Negli ultimi mesi Andrea Orcel ha aperto talmente tante porte che ora, la richiesta di tempo e chiarimenti al governo sull’offerta pubblica di scambio (lanciata) a Banco Bpm è piovuta come un fulmine a ciel sereno sull’intricato cantiere finanziario eretto in piazza Gae Aulenti. L’amministratore delegato ha fatto di Unicredit la banca più attiva sul banco delle acquisizioni, carcando di rendere l’istituto protagonista del risiko bancario italiano e, al contempo, di una serie di operazioni dal respiro internazionale, come l’ops a Commerzbank. La prima settimana di offerta pubblica sulle azioni di Banco Bpm si è conclusa con minime quantità di titoli portati al tavolo di Orcel, che sa come questo genere di operazioni di solito si decidano nell’ultima settimana. In questo caso, quella del 23 giugno. Nel frattempo, però, dalla sede di Bpm in Piazza Meda è arrivato l’ultimatum: “Unicredit decida cosa fare e ci sono solo due opzioni. Rinunciare alle condizioni o rinunciare all’offerta”, ha detto il presidente Massimo Tononi. Sull’ops a Banco Bpm pende, come è noto, una spada affilata appesa da Palazzo Chigi. I paletti del Golden Power a cui ha fatto ricorso il ministero dell’Economia – tra cui l’obbligo di mantenere il rapporto tra impieghi e depositi ai livelli attuali per cinque anni e quello di uscire dalla Russia entro la fine dell’anno – sono, secondo La Stampa, “un modo per dire diplomaticamente che il governo Meloni non intende appoggiare l’operazione”. Per questo motivo Orcel ha invocato il time-out chiedendo a Chigi di spiegare le regioni del dpcm emanato solo qualche settimana fa. Un confronto tuttavia mai arrivato, e che potrebbe spingere Orcel ad abbandonare le speranze su Piazza Meda.

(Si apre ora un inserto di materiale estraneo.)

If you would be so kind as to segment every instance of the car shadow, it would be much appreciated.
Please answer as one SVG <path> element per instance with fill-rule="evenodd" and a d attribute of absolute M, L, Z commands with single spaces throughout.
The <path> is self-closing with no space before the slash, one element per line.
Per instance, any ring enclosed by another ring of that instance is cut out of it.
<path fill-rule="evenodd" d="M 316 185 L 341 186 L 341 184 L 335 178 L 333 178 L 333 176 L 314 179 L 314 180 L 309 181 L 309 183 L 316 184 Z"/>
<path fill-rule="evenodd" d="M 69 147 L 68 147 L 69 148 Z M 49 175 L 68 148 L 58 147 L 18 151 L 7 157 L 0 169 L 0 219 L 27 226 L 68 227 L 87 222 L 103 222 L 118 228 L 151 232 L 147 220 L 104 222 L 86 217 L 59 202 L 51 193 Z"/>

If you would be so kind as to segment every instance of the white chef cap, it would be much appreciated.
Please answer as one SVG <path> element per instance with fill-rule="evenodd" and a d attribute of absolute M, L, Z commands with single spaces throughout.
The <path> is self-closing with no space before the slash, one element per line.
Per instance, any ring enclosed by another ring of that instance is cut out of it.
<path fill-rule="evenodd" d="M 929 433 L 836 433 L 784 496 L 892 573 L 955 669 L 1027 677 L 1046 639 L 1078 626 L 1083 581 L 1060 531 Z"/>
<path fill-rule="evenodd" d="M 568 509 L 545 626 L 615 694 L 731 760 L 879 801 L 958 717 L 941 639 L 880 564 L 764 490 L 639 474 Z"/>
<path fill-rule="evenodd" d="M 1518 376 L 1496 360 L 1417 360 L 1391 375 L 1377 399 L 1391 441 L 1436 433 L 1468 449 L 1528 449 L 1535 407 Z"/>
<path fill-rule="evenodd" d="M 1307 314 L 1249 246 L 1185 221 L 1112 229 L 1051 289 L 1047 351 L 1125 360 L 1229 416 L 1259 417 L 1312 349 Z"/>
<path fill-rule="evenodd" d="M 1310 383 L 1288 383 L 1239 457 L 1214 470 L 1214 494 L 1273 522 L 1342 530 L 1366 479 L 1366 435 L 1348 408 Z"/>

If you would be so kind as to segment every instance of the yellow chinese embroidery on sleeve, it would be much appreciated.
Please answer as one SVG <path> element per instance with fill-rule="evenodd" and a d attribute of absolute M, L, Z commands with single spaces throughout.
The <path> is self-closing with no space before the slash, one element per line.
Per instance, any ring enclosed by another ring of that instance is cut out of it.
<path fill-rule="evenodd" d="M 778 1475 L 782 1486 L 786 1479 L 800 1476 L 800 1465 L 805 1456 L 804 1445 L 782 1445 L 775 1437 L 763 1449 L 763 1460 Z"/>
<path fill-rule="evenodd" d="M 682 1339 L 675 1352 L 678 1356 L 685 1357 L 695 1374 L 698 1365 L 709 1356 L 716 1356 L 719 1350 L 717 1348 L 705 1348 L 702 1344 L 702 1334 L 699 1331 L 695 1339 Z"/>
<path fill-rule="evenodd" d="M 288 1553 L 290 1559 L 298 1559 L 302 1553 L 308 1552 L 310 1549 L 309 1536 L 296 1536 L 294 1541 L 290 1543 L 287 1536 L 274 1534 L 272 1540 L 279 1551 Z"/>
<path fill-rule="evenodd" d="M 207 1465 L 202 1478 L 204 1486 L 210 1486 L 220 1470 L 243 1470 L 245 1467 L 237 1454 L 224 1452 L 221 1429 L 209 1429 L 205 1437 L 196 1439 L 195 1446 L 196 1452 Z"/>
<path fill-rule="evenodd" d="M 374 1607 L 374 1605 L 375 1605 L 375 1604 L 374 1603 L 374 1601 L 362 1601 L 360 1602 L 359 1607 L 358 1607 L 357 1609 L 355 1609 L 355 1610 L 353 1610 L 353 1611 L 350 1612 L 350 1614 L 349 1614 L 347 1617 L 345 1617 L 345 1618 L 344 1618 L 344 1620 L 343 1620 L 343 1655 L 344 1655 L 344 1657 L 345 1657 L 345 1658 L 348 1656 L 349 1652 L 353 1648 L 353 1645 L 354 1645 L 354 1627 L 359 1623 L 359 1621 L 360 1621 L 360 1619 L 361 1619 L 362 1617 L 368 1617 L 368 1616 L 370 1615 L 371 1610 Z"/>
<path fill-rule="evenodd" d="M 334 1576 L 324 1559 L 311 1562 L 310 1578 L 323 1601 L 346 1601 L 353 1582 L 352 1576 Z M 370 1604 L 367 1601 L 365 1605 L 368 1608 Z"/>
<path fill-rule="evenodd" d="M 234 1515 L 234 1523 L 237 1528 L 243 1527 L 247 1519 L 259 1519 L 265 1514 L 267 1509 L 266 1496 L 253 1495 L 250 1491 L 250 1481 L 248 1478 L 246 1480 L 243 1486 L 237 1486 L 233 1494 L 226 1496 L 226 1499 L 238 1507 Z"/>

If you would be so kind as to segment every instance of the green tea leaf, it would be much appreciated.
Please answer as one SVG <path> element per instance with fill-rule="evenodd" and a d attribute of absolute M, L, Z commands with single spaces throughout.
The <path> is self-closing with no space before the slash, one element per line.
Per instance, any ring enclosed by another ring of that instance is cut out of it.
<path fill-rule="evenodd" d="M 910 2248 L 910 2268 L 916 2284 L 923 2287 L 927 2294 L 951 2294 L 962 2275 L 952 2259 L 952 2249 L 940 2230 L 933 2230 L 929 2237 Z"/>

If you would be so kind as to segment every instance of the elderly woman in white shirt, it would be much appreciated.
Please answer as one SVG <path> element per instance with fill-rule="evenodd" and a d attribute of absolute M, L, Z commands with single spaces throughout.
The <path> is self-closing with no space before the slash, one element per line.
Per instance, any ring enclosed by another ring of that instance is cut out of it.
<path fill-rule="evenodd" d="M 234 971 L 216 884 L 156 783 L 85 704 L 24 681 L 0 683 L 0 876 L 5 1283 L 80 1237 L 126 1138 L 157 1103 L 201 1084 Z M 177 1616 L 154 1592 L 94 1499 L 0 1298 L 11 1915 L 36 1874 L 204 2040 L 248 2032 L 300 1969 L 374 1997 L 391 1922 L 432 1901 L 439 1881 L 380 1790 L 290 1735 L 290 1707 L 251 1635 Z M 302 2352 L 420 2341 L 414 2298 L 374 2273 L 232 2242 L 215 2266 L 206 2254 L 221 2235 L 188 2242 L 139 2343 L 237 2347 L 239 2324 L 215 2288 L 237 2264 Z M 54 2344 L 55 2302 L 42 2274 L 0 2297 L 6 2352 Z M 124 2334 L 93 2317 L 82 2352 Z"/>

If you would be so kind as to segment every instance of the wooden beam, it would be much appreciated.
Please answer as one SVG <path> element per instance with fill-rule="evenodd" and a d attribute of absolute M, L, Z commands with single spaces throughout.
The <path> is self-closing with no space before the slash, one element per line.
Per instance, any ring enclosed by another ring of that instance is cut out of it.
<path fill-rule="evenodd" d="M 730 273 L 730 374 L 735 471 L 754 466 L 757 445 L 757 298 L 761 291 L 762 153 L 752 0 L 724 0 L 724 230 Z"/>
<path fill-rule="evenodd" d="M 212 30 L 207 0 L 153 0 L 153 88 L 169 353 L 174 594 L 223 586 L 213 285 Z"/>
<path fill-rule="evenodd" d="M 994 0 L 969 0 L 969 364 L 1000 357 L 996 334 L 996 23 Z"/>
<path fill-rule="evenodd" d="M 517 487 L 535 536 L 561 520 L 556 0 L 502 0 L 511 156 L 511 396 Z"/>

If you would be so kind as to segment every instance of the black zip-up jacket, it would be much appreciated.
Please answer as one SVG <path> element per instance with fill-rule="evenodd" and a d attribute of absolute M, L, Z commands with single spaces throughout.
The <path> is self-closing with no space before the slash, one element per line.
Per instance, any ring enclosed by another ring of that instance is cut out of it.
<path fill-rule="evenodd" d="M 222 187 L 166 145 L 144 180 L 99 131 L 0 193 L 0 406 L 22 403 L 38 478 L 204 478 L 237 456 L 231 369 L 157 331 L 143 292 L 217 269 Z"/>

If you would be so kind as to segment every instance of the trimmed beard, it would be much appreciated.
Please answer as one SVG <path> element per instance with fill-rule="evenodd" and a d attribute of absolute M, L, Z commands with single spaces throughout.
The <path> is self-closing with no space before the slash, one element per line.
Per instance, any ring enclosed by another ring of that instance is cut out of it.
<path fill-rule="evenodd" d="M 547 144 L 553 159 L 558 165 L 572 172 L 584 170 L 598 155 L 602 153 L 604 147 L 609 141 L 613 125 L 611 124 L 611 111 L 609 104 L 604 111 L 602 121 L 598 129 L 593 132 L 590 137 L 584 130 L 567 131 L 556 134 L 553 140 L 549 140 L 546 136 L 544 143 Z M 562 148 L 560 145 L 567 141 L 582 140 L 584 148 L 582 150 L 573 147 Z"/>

“In un contesto così complesso, con ancora aperti i fronti Generali e Commerzbank, perché Unicredit dovrebbe insistere nell’operazione con il banco milanese? È quello che, più o meno, gli addetti ai lavori si aspettano che Orcel dica nel consiglio di amministrazione chiamato domenica prossima a esaminare i conti del primo trimestre”, continua La Stampa. Se è vero che l’ad puntava al “Triplete” è ancora più vero che è stato lo stesso Orcel a escludere l’ipotesi di un’operazione fatta “per forza”. Specie perché, ad oggi, lo sviluppo più interessante è la Germania, dove il gruppo già controlla da una ventina d’anni la bavarese Hvb. Qui la battaglia è con la politica di Berlino, in contrasto con l’ipotesi di un ingresso estero negli enti deputati alla gestione del risparmio dei cittadini. Tornando in Italia, è il capitolo Generali che continua ad essere il fulcro di tutto, a maggior ragione dopo l’ops lanciata da Mediobanca a Banca Generali. Grazie a un’operazione di raccordo oculata e discreta, nelle scorse settimane Orcel è riuscito a ritagliare un ruolo importante per Unicredit nelle assicurazioni triestine, costruendo una posizione pari al 6,5 per cento del valore azionario, circa 3,2 miliardi di euro. Oltre a sostenere la lista del gruppo Caltagirone-Delfin all’assemblea per il rinnovo del board, in discontinuità con Mediobanca e inaugurando l’ipotesi di un asse con i due principali investitori di Monte dei Paschi di Siena. L’uscita di scena di Piazzetta Cuccia dalla partecipazione in Generali – pari al 13 per cento –lascerebbe spazio all’ingresso di un altro attore. Uno spazio in cui Orcel potrebbe decidere di inserirsi.